On a web page dated October, 2013 (http://www.scvphotoideas.com/2013/10/create-economy-leveled-panoramic.html), the same kit is described as containing the special 1/4" and 6 mm screws, missing in my kit. This page also contains detailed instructions.
Another thing that attracted my attention is damage on the aluminium base of the kit. A 1/4" screw had apparently been forced through the slightly too tight central hole. This suggests to me that the kit was originally sold to a customer who damaged the part, removed a few parts of the kit and added a few others not related to the kit, and finally returned the kit to the seller, who simply restocked it without checking its condition. Alternatively, and more seriously, the kit may have been used as a store demo or to take advertising pictures, and some of its contents replaced in the process, but then sold as new to an unsuspecting customer. The missing printed instructions may be an intentional, finishing touch to make it more difficult for the store or final customer to immediately realize that something is amiss.

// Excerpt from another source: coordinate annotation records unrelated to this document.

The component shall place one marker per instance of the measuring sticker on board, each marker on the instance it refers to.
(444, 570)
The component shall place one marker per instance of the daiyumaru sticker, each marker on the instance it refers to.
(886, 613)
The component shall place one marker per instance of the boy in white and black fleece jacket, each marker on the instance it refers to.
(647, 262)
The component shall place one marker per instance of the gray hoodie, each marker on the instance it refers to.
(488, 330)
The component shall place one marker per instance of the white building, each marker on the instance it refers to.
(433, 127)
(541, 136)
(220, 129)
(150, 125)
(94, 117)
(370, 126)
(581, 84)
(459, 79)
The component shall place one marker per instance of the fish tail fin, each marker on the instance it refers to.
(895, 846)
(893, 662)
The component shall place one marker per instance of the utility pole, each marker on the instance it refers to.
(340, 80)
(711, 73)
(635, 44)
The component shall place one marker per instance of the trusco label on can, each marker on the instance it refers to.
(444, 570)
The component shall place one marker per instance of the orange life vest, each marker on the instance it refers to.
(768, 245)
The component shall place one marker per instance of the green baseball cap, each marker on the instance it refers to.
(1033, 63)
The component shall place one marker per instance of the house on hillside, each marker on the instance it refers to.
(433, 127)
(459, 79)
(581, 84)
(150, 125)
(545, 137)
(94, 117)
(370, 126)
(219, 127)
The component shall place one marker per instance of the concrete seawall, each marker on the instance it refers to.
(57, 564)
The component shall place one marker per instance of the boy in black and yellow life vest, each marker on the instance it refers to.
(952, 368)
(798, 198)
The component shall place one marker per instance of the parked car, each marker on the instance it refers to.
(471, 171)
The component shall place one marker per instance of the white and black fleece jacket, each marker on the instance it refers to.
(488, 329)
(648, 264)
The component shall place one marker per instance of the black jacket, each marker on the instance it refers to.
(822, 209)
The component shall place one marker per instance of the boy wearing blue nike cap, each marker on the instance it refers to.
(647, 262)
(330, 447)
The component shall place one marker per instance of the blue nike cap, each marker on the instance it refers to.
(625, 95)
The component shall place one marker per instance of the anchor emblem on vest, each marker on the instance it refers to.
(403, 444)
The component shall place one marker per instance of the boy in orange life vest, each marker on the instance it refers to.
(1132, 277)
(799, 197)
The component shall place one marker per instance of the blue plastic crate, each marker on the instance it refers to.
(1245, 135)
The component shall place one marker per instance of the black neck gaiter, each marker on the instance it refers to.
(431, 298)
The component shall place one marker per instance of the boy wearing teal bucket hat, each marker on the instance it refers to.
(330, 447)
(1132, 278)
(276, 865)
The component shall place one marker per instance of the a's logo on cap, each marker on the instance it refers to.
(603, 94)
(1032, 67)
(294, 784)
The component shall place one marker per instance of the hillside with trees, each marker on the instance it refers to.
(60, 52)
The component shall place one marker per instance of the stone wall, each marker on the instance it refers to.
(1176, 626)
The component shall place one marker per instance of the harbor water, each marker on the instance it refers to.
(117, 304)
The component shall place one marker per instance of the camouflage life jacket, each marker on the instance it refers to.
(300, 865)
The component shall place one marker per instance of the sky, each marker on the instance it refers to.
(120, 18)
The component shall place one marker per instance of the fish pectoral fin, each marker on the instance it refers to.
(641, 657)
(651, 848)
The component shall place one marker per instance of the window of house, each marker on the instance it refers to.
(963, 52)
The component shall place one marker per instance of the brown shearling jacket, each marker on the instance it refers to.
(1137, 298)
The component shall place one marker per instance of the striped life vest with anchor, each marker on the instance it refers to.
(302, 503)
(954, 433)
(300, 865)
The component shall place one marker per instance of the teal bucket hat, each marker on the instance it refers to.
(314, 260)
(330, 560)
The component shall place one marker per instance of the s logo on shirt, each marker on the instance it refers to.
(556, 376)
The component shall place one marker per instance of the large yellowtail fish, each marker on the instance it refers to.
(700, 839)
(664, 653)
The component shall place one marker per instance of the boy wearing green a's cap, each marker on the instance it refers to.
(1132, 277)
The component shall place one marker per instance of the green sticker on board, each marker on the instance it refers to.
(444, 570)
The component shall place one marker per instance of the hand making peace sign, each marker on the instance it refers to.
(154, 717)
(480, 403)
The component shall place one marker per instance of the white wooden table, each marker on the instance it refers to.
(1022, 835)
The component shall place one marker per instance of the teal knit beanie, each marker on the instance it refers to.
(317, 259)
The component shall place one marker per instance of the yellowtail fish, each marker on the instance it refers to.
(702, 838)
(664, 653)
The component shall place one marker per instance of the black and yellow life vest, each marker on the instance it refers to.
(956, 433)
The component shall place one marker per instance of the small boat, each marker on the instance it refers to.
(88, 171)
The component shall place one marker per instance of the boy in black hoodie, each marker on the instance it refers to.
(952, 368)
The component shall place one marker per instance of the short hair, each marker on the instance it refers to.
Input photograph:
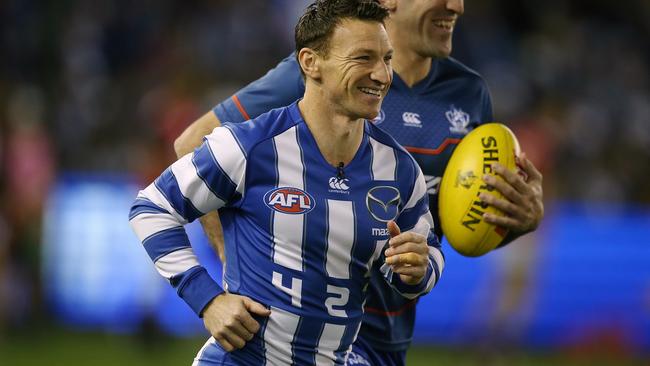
(316, 25)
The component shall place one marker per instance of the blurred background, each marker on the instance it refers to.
(93, 94)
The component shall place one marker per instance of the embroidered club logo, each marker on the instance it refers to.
(339, 184)
(458, 120)
(289, 200)
(411, 119)
(383, 203)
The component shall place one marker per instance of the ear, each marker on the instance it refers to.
(391, 5)
(310, 63)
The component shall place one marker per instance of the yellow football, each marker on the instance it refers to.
(461, 211)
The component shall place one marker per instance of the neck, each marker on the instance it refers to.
(410, 66)
(338, 137)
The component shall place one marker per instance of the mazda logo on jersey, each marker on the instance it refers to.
(383, 203)
(289, 200)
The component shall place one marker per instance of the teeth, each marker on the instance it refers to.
(371, 91)
(445, 24)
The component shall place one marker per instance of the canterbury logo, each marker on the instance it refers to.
(458, 119)
(383, 203)
(411, 118)
(339, 184)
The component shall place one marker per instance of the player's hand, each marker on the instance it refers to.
(228, 318)
(407, 254)
(523, 206)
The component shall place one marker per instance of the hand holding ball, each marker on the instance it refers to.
(461, 210)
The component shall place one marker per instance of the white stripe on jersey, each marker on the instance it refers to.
(329, 342)
(231, 159)
(193, 187)
(419, 190)
(147, 224)
(288, 228)
(384, 162)
(278, 336)
(290, 168)
(153, 194)
(340, 238)
(176, 262)
(379, 246)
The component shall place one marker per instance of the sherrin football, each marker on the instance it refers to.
(461, 210)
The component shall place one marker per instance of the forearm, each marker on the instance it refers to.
(193, 135)
(212, 228)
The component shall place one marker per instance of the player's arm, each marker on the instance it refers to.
(186, 190)
(415, 254)
(279, 87)
(189, 140)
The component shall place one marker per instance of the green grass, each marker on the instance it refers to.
(54, 347)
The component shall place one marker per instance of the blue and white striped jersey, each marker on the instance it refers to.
(429, 119)
(301, 235)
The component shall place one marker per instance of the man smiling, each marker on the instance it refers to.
(433, 102)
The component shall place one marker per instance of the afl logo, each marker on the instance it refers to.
(383, 203)
(289, 200)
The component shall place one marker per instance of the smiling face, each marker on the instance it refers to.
(426, 26)
(355, 69)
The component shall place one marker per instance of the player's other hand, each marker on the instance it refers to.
(407, 254)
(523, 206)
(229, 319)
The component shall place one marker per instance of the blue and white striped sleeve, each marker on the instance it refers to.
(204, 181)
(416, 217)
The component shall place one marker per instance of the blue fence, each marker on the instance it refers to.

The missing instructions are not a serious problem, since quite enough information is easily available on the web. The missing special screw is a more serious problem, but it is possible to reduce the diameter of 1/4-20 and 6 mm steel screw heads to just under 8 mm by grinding them in a power drill chuck (Figure 3, top). With a makeshift 6 mm screw, the kit assembles correctly, albeit it is necessary to force the screw through the top of the aluminium base, with the results shown in Figure 2. Once assembled, the modified head works as advertised (Figure 3, bottom). The modified ballhead is almost 25 mm higher on the tripod than its original height, but can still be used as a ballhead in addition to panoramic head (if you don't mind the upside-down labels, which are unavoidable).
The aluminium base is carefully designed and manufactured, with a lightweight but rigid structure and a well-sized slot that matches a ridge on the end of the ball neck and prevents accidental twisting and unscrewing. The male-to-male 3/8" adapter is also well made. As a whole, the kit is well designed and machined to good tolerances, and does what it is intended to do. Some of the individual parts (especially the base and male-to-male 3/8" adapter) as far as I know are not available separately as tripod accessories, but can be very useful to solve problems when mixing and matching different tripods, tripod heads and clamps. It may be worth to purchase this kit even as a source of spare parts for experimenting with and adapting unrelated tripod gear. Just order it from a source in your country or continent, because it may otherwise be too expensive to return if defective.